[2258] in Kerberos-V5-bugs
maxlife (was Re: Bug fix: kdc.conf not being read)
daemon@ATHENA.MIT.EDU (Jon Roma)
Mon Sep 23 14:11:49 1996
To: Barry Jaspan <bjaspan@MIT.EDU>
Cc: krb5-bugs@MIT.EDU, kerberos@MIT.EDU
Date: Mon, 23 Sep 1996 12:52:49 -0500
From: Jon Roma <roma@uiuc.edu>
> (In my experimentation with principals that I found that had a maximum
> ticket life of 0, I was able to get kadmin to set the maximum ticket life
> to negative values and for kinit to generate tickets with these bad values.
> I'll document further in a separate note if this is not a known situation.)
>
>Let me guess... you decided to set a maximum ticket lifetime of N
>seconds (say, 36000, which could be 10 hours) and decided to enter the
>number explicitly as -maxlife 36000 instead of using a unit as in
>-maxlife "10 hours".
Actually, that and a bit more happened. While still investigating the
zero-life principal thing resulting from my kdc.conf not being read, I
tried specifying a variety of things on the modprinc subcommand in kadmin.
-maxlife 10 generated a negative maxlife result, where
abs(lifetime) == time since 10 a.m. local time
-maxlife 10h generated a positive maxlife result, where the
-maxlife "10 h" lifetime seems to be the amount of time
remaining to the top of the next hour!
-maxlife 10hours correctly generated the intended maxlife value
-maxlife "10 hours"
-maxlife 10h30m syntax error
-maxlife "10h 30m" syntax error
-maxlife "10 hours 30 minutes" correctly generated the intended maxlife value
Thanks for your explanation of how this is supposed to work.

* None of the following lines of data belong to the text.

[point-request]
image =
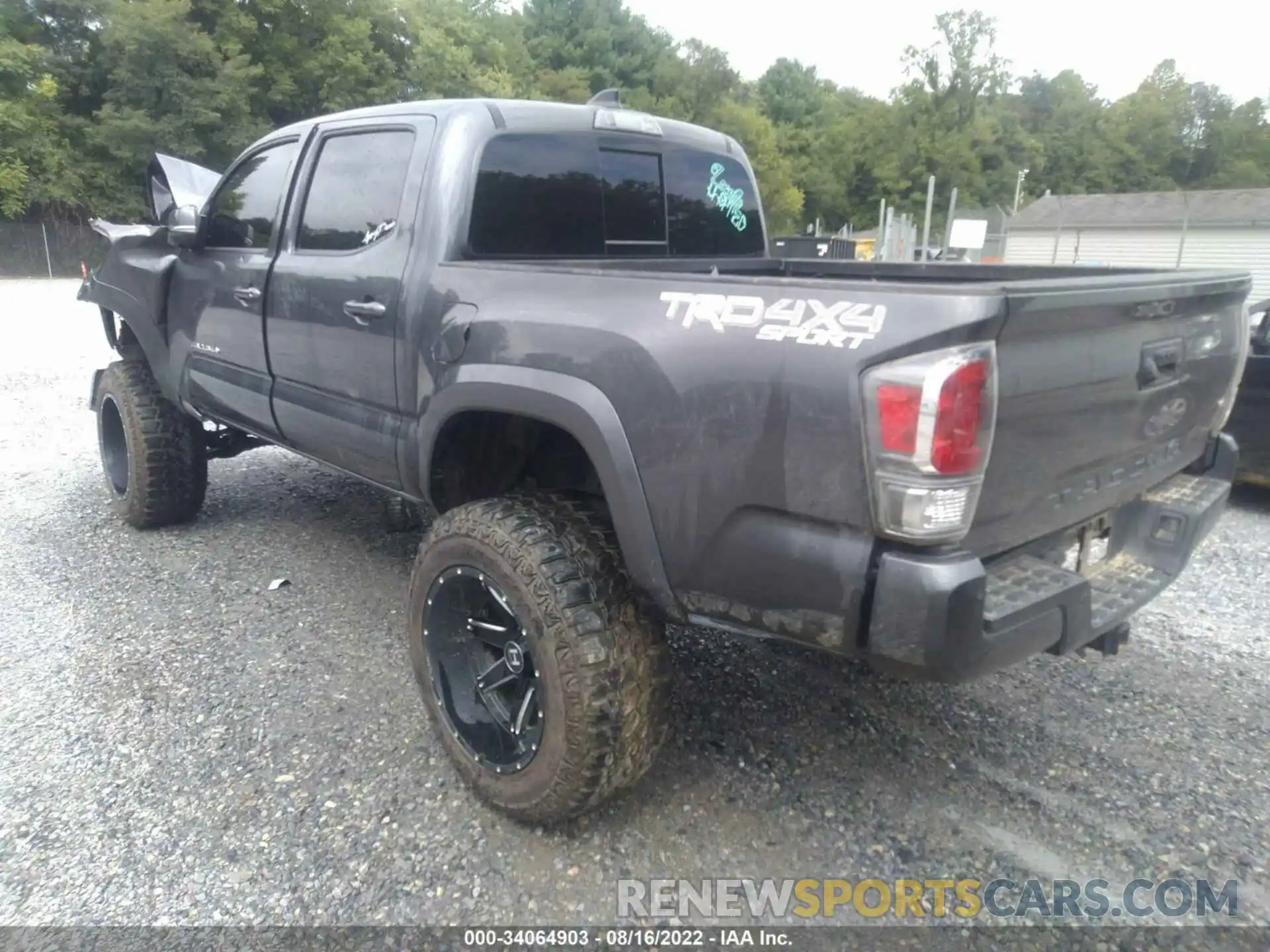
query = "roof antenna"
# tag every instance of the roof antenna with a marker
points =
(606, 97)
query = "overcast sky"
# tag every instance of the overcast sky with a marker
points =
(1113, 44)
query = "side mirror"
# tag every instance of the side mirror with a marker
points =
(183, 226)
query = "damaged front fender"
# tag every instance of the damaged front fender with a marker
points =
(132, 282)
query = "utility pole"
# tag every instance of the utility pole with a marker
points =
(926, 222)
(1019, 187)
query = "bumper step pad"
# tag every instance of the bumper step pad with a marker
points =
(1141, 565)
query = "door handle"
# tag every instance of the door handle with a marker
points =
(365, 311)
(1161, 362)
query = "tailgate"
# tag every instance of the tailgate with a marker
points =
(1107, 386)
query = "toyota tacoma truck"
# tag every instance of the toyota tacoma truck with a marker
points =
(558, 328)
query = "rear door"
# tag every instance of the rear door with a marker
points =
(333, 311)
(1108, 386)
(218, 291)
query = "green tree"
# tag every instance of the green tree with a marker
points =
(172, 88)
(37, 168)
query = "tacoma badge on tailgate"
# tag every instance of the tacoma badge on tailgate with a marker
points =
(836, 324)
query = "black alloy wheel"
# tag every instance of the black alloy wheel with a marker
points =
(489, 692)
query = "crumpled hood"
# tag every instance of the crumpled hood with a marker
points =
(175, 183)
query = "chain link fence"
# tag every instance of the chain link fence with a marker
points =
(48, 249)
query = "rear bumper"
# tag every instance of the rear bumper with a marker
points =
(954, 619)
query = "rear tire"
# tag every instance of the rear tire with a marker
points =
(601, 668)
(153, 454)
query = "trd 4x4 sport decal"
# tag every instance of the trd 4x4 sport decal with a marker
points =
(806, 321)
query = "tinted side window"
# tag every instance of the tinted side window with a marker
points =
(539, 196)
(245, 210)
(712, 205)
(634, 202)
(356, 190)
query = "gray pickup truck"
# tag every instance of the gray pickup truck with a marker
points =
(556, 327)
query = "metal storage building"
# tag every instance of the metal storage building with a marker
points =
(1218, 229)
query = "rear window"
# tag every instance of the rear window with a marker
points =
(577, 196)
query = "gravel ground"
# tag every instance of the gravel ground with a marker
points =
(181, 746)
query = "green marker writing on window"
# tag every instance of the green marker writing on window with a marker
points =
(730, 200)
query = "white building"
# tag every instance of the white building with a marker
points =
(1220, 229)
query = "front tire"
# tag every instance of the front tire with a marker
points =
(153, 454)
(524, 621)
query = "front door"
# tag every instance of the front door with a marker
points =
(333, 303)
(219, 290)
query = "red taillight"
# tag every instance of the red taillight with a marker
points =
(898, 407)
(929, 427)
(955, 446)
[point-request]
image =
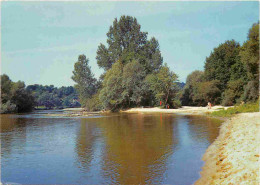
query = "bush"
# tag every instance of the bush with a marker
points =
(8, 107)
(249, 107)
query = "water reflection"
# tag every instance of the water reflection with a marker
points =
(136, 146)
(115, 149)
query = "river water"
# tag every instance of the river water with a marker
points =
(132, 148)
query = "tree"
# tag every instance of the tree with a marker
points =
(14, 96)
(163, 84)
(250, 57)
(133, 83)
(220, 61)
(6, 86)
(86, 85)
(126, 42)
(111, 92)
(187, 96)
(23, 100)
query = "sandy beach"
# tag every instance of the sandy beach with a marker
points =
(233, 158)
(183, 109)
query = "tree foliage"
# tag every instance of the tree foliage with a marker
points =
(86, 84)
(231, 74)
(14, 96)
(126, 42)
(50, 96)
(163, 84)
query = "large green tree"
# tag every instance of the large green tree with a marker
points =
(127, 42)
(111, 94)
(163, 84)
(14, 96)
(133, 83)
(220, 61)
(86, 83)
(250, 58)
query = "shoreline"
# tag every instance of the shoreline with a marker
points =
(233, 158)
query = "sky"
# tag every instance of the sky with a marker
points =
(41, 41)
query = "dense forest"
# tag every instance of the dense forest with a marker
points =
(230, 76)
(135, 75)
(16, 97)
(52, 97)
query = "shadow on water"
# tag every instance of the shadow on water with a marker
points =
(138, 148)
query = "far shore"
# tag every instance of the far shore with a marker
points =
(233, 158)
(81, 112)
(183, 109)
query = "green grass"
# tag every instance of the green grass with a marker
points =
(249, 107)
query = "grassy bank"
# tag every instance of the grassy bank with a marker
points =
(249, 107)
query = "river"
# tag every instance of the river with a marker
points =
(119, 148)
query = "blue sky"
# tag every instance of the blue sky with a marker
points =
(41, 41)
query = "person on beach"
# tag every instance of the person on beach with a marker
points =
(209, 105)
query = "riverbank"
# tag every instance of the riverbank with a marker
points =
(233, 158)
(183, 109)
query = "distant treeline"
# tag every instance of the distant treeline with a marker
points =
(134, 73)
(16, 97)
(50, 96)
(230, 76)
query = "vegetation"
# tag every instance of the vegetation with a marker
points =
(48, 97)
(230, 76)
(249, 107)
(14, 96)
(86, 84)
(134, 75)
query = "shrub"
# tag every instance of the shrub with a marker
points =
(8, 107)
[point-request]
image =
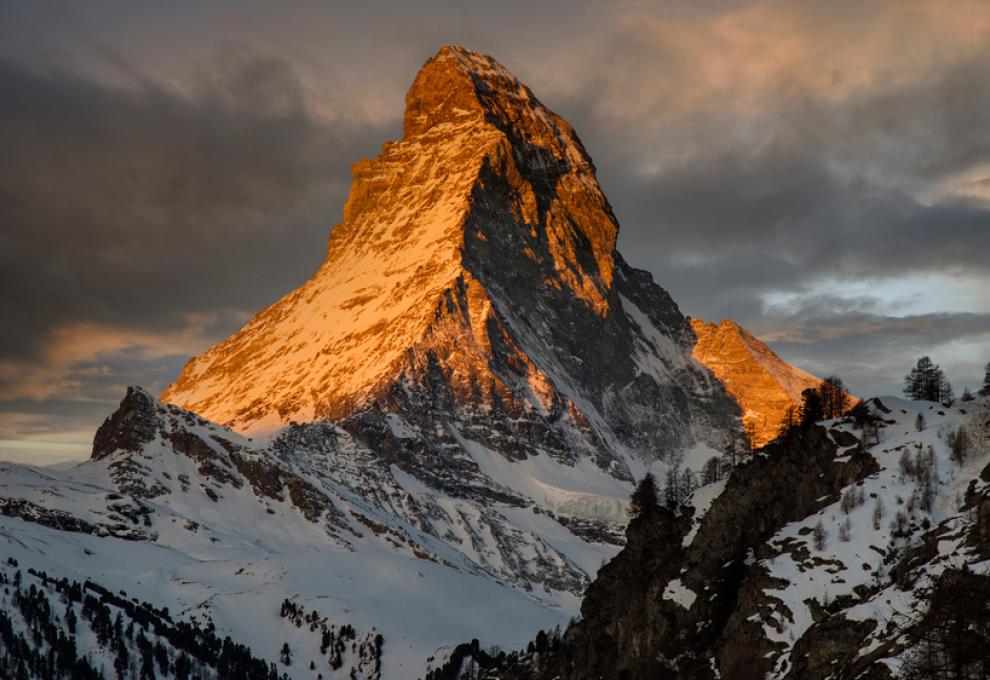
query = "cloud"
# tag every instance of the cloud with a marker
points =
(753, 152)
(140, 225)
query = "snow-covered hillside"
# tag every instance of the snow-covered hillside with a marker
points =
(859, 548)
(190, 516)
(849, 556)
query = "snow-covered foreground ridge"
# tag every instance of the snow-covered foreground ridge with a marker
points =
(859, 548)
(220, 529)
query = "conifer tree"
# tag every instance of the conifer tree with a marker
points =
(644, 499)
(811, 407)
(833, 396)
(927, 382)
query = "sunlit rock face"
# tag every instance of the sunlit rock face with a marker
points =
(763, 384)
(474, 280)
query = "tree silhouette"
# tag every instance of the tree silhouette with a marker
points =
(927, 382)
(811, 407)
(644, 499)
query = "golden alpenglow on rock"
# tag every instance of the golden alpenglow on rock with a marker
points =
(763, 384)
(475, 275)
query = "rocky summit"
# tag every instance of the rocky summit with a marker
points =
(435, 439)
(475, 276)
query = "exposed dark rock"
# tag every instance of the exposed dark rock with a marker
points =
(133, 424)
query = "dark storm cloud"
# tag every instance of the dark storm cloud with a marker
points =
(142, 208)
(834, 190)
(751, 150)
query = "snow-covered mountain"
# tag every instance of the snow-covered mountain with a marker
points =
(473, 288)
(857, 549)
(764, 385)
(432, 440)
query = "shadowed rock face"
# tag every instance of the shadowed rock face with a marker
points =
(474, 281)
(631, 627)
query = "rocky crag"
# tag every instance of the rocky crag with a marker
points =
(764, 385)
(854, 550)
(474, 283)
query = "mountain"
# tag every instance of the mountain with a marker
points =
(763, 384)
(855, 549)
(434, 437)
(474, 283)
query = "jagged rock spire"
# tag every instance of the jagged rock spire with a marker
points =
(474, 275)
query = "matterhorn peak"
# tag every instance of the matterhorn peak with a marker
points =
(474, 272)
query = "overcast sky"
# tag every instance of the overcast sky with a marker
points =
(818, 172)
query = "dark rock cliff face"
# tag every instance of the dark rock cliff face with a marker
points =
(132, 425)
(630, 629)
(474, 282)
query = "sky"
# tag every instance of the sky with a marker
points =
(818, 172)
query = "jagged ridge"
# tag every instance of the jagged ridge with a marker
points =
(475, 273)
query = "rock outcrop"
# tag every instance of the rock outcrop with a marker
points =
(764, 385)
(475, 276)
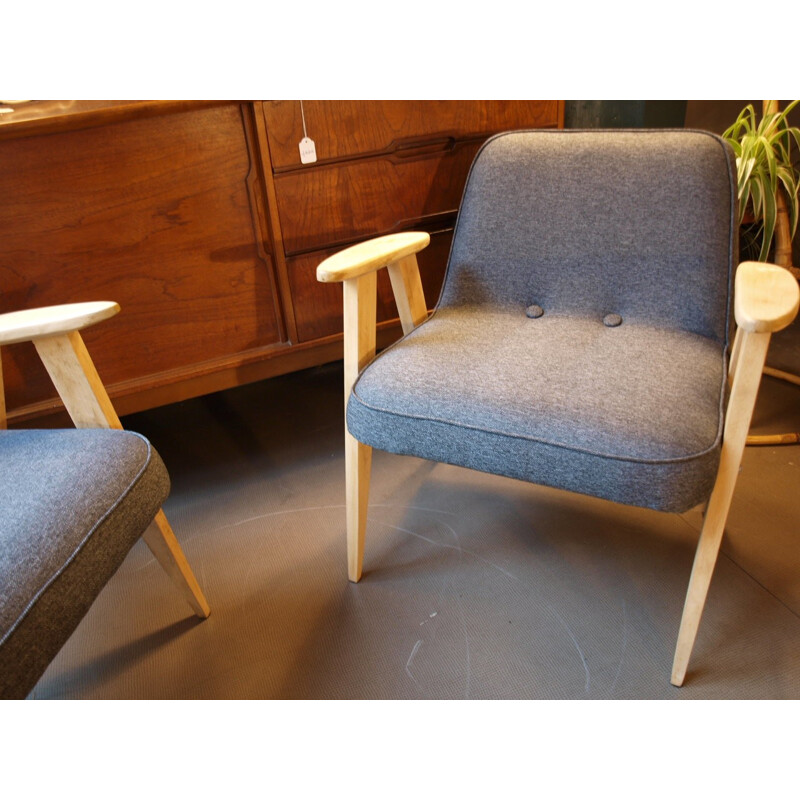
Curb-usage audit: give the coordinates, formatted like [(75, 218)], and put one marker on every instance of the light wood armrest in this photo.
[(35, 323), (371, 255), (766, 297)]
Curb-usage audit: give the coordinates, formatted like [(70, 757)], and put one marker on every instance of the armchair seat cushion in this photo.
[(605, 404), (72, 504)]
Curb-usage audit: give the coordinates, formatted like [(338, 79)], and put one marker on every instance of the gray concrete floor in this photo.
[(474, 586)]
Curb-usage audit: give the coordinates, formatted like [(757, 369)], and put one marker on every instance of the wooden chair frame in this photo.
[(54, 331), (766, 300)]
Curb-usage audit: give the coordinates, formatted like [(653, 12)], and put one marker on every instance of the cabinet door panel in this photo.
[(156, 214), (337, 205), (343, 129)]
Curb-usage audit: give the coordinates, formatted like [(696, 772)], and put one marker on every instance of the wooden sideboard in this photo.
[(200, 220)]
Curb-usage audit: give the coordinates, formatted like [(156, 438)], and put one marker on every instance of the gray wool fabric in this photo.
[(581, 334), (72, 504)]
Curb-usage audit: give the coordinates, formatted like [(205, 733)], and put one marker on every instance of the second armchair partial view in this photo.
[(74, 501), (581, 338)]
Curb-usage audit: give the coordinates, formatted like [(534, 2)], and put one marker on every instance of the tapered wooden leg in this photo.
[(752, 352), (2, 398), (360, 296), (161, 540), (73, 373), (358, 461)]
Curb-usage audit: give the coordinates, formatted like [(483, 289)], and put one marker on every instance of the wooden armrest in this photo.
[(35, 323), (371, 255), (766, 297)]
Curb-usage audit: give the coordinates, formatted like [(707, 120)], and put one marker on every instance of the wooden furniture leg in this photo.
[(3, 422), (360, 297), (356, 268), (751, 354), (71, 369)]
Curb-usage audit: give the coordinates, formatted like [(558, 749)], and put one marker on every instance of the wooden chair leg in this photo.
[(73, 373), (358, 461), (161, 540), (751, 352), (3, 423), (360, 296)]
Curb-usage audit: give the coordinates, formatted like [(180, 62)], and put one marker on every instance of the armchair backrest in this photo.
[(639, 223)]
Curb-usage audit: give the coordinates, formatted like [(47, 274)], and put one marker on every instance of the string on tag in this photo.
[(308, 150)]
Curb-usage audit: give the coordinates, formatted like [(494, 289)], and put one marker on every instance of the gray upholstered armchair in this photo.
[(581, 338), (72, 502)]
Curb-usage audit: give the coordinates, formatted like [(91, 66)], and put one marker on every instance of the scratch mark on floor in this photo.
[(411, 658), (448, 546), (624, 645), (575, 642), (275, 514), (414, 508)]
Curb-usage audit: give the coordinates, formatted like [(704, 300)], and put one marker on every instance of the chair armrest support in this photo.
[(766, 297), (370, 256), (35, 323)]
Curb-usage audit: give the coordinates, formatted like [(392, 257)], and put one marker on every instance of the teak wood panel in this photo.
[(343, 129), (318, 306), (339, 204), (160, 215)]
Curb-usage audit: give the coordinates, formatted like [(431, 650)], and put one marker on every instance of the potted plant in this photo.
[(768, 181)]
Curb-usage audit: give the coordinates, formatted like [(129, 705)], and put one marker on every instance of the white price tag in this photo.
[(308, 151)]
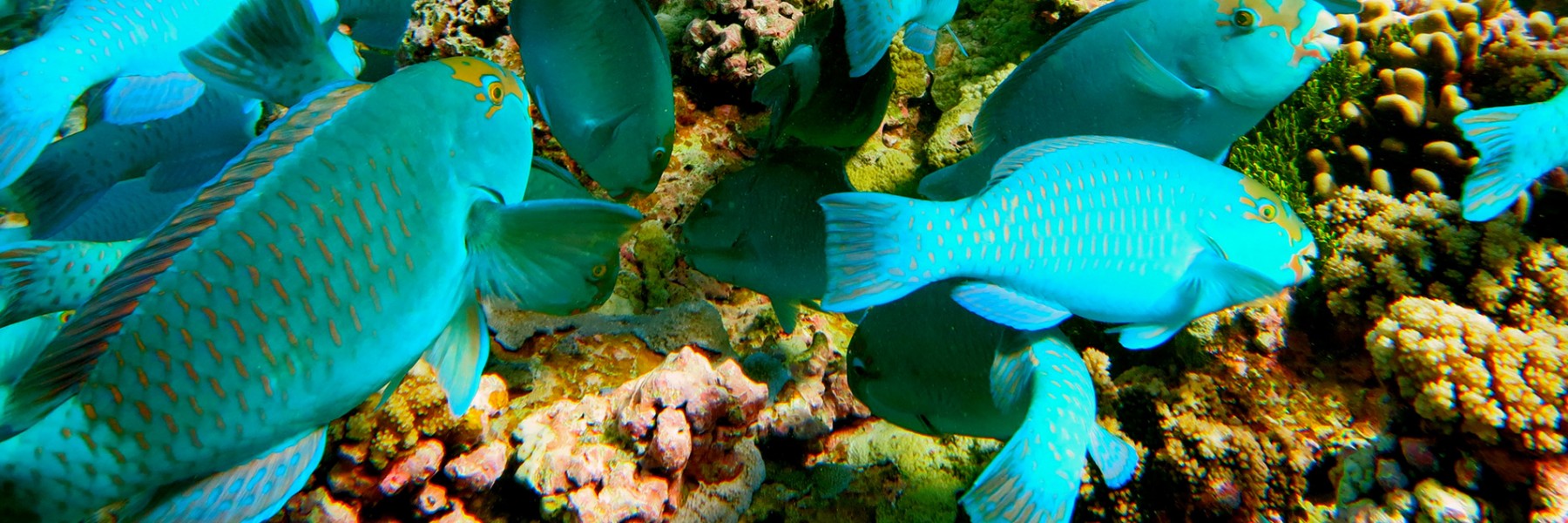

>This is obviously a design flaw, because a very natural sysadmin
>behavior (specifying the seconds explicitly) gives such unexpected and
>confusing results. I thought we had decided on a fix for this but it
>seems to have been missed; I'll make sure it gets addressed.
Agreed.
The documentation (V5 System Administrator's Guide for beta 7, section 3.2,
page 8) specifies a variety of valid date formats, though it doesn't imply
that the list is exhaustive. An example or two would probably serve to
clarify, though I do think the software should deny any argument resulting
in an illogical or invalid value. Thoughts for your consideration:
(1) Though the format "10h" -- quoted or unquoted -- isn't specifically
listed, I intuitively (but incorrectly) assumed that the same syntax
"10h 0m 0s" used in the sample krb5.conf file would be acceptable
to kadmin. Further, the format `kinit -l10h" is valid though
`kinit -l10h30m' is not. Should all these various formats be made
consistent?
(2) I would presume that some of the date formats should not be
considered valid in certain cases, depending on whether a duration
or time is expected.
(3) My thought is that generating a negative maxlife value could be
prohibited, as it's rather nonsensical (and kadmind doesn't display
it properly anyway)
Maximum ticket life: 0 days -3:-23:-26
And further, should kinit be permitted to generate a ticket with
a negative lifetime when the maxlife value is set this way?